Composition needed to cook Sunni Mack 'n Mad Apple Stew:
- 2-3 fresh mackerel, gutted and cleaned
- Marinade
- 2 dried chipotle chillies
- 1 large dried ancho chilli
- 2 tsp chili flakes
- 1/2 tsp cumin seeds
- 1/2 tsp caraway seeds
- 5 large fresh chillies – as hot as you dare
- 1 garlic clove, peeled
- 2 tsps sherry vinegar
- 1 tbsp rapeseed oil
- 1 tsp coarsely ground sea salt
- 1 tsp preserved lemon
- 1 tsp rose petals
- Stew
- 15 garden eggs
- 1/4 cup organic cold-pressed rapeseed oil
- 1 large white onion
- 1 ‘big boy’ jalapeno
- large handful thankuni (centella) leaves
- 350 g tomatoes, 12oz (1 ½ cups)
- 1/2 tsp salt
- 2 tbsps dried shrimp
- 1 large sprig Vietnamese coriander
- juice of ½ a jara lebu or lemon
Stewed apples are so easy and so versatile, as you can use them to make apple pie or with roast pork. Slice the apples and place in a medium pan with the sugar and water. Cover the pan and put it on the hob over a medium heat. Learn how to make the best stewed apples with our simple recipe and top tips.
Instructions to cook Sunni Mack 'n Mad Apple Stew:
- Heat the oven to 200 degrees C. Put the dried chipotle and ancho chillies in a metal bowl, add hot water and set aside to soften. Toast the cumin and caraway seeds and set aside. Put the fresh chillies in a small baking dish and roast for 10 minutes until charred. Tip into a bowl and cover with clingfilm.
- When cool, peel the roasted chillies, discarding the skin, then put the flesh and the seeds into a food processor. Drain the dried chipotle and ancho chillies and add to the food processor along with the cumin seeds, caraway seeds, garlic, vinegar, oil, salt, lemon and petals. Blitz to a paste.
- Slash the flesh of the mackerel and slather with the paste and leave to marinade for half an hour.
- To make the stew, remove the stems and wash and quarter the garden eggs. Boil in salted water for 15 minutes.

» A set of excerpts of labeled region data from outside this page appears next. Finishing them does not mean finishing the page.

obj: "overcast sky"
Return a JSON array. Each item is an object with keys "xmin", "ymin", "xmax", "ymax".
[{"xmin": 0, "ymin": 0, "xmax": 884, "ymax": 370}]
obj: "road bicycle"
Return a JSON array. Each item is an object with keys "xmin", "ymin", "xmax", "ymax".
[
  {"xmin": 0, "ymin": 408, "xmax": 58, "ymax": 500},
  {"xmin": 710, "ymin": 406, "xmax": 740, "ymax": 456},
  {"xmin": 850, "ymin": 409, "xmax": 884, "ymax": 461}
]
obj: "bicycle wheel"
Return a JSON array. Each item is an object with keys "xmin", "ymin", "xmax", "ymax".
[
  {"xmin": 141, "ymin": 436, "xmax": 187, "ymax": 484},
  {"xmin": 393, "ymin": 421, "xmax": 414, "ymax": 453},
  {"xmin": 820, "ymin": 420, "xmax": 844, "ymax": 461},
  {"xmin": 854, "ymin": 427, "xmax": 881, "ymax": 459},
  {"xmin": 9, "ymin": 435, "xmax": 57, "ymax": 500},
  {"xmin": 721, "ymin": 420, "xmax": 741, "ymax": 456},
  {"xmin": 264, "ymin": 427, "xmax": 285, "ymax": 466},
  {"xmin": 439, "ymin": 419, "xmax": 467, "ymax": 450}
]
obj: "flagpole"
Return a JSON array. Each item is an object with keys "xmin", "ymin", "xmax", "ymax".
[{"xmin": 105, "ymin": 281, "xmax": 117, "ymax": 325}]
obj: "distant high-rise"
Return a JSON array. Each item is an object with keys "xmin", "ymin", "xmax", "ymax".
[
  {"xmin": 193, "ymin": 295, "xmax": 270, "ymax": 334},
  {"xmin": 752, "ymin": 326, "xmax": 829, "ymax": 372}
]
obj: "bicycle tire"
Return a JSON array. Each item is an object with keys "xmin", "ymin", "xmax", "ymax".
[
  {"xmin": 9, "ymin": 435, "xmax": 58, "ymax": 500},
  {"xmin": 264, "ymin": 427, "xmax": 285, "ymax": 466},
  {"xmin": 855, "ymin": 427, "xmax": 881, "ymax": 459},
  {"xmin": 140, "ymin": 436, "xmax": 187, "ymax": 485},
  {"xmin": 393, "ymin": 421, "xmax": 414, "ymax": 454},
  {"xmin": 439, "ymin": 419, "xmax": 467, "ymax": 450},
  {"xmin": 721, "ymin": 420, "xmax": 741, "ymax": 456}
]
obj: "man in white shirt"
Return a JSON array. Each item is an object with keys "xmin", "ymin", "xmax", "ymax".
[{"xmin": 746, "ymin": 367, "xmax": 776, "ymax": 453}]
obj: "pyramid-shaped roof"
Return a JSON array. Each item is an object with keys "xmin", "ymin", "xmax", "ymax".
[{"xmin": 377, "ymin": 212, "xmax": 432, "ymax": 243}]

- Whilst the garden eggs are boiling, peel and cut the onions in two and thinly slice, deseed and chop the tomatoes and remove the stalk from the scotch bonnet and finely chop. Finely chop the stalks of the thankuni and roughly chop the leaves. Remove the leaves from the coriander stalk and slice thinly.
- Heat the oil gently in a skillet and gently saute the onions and scotch bonnet until the onion browns on the edges. Drain the garden eggs.
- Add the tomatoes and thankuni and cook for 20 minutes until the sauce thickens.
- Add the garden eggs and simmer on a low heat for 10 minutes. Add in the shrimp and half the coriander, check for seasoning and turn off the heat. Adjust the seasoning and add a squeeze of the jara lebu.
- Grill the mackerel on a bbq for 3-5 minutes either side until the flesh comes away easily from the bone.
- Place a large spoonful of garden egg stew on a plate and top with the remaining shredded coriander leaves and a squeeze of the jara lebu.